Op 7 mei 2021 heeft de Rechtbank Zeeland-West-Brabant uitspraak gedaan in de zaak tussen een eiseres en het UWV over de beëindiging van haar WIA-uitkering. Eiseres, die als verzorgende IG werkte, had een WIA-uitkering ontvangen vanwege arbeidsongeschiktheid door nek- en rugklachten. Het UWV had haar uitkering per 22 oktober 2020 beëindigd, omdat zij volgens hen minder dan 35% arbeidsongeschikt was. Eiseres was het hier niet mee eens en heeft beroep ingesteld tegen het besluit van het UWV.
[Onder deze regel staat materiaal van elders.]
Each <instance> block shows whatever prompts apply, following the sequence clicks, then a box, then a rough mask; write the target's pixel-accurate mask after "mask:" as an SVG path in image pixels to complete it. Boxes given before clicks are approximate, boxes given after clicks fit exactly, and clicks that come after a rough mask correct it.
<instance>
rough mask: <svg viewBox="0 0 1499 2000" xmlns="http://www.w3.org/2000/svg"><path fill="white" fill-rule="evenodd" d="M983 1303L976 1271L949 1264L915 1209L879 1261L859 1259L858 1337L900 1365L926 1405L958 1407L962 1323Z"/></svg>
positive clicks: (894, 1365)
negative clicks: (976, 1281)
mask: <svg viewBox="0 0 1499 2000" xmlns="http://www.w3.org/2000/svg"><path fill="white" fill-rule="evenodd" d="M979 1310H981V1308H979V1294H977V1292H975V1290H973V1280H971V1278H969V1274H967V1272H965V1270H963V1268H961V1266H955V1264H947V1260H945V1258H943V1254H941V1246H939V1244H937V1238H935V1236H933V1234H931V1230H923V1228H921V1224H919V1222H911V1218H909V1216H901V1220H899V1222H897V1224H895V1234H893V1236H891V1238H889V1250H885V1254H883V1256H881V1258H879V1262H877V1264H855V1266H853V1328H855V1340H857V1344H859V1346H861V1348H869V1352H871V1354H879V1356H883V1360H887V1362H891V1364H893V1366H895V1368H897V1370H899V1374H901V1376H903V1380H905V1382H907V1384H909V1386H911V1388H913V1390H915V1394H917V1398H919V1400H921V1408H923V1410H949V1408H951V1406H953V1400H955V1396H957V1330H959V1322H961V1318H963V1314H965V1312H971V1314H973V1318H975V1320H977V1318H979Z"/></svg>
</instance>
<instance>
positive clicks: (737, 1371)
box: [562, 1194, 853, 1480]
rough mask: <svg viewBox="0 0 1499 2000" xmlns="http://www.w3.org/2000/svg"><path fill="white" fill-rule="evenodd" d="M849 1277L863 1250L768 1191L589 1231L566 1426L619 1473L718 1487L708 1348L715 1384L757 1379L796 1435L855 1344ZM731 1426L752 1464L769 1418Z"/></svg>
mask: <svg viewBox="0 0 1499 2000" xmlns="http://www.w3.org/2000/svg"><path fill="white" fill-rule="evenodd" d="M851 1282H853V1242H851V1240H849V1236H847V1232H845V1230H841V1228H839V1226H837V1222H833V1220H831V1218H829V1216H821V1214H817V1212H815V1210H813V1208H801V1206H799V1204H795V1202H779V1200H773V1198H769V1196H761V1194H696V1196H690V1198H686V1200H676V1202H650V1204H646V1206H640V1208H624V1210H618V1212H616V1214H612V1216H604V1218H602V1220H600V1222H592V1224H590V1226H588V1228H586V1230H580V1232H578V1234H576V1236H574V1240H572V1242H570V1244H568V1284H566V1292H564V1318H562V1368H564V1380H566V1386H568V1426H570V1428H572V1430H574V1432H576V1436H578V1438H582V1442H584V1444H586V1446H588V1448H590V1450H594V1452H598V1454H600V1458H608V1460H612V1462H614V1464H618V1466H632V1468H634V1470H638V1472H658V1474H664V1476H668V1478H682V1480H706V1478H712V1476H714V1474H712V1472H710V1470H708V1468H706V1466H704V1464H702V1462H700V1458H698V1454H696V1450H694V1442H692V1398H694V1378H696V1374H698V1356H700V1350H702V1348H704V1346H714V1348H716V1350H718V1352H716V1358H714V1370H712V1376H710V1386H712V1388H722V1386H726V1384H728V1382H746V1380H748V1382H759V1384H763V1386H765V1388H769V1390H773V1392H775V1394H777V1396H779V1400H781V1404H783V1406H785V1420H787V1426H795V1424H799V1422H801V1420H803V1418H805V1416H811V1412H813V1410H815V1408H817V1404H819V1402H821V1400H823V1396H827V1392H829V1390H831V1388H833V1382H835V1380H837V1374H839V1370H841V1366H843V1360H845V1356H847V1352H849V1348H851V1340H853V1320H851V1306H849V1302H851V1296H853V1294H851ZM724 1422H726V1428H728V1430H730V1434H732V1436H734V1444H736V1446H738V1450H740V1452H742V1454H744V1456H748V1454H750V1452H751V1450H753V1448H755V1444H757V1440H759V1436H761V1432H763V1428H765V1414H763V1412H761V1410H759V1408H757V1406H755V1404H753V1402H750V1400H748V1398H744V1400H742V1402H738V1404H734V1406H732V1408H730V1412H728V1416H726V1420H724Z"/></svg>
Tijdens de zitting op 6 november 2019 was eiseres aanwezig, bijgestaan door haar gemachtigde. Het UWV werd vertegenwoordigd door mr. Reitsma. Na de zitting heeft de rechtbank een deskundige ingeschakeld om de medische situatie van eiseres te beoordelen. De deskundige kwam tot de conclusie dat er beperkingen waren, maar dat deze niet zo zwaar waren als door de primaire verzekeringsarts was aangenomen. De rechtbank heeft de bevindingen van de deskundige gevolgd en geoordeeld dat het UWV onvoldoende zorgvuldig had gehandeld bij de beëindiging van de uitkering.
De rechtbank heeft het bestreden besluit van het UWV vernietigd, maar de rechtsgevolgen in stand gelaten, omdat de functies die aan de arbeidsongeschiktheidsschatting ten grondslag lagen, passend waren. Eiseres heeft recht op vergoeding van het griffierecht en de proceskosten. De uitspraak is openbaar gemaakt op www.rechtspraak.nl.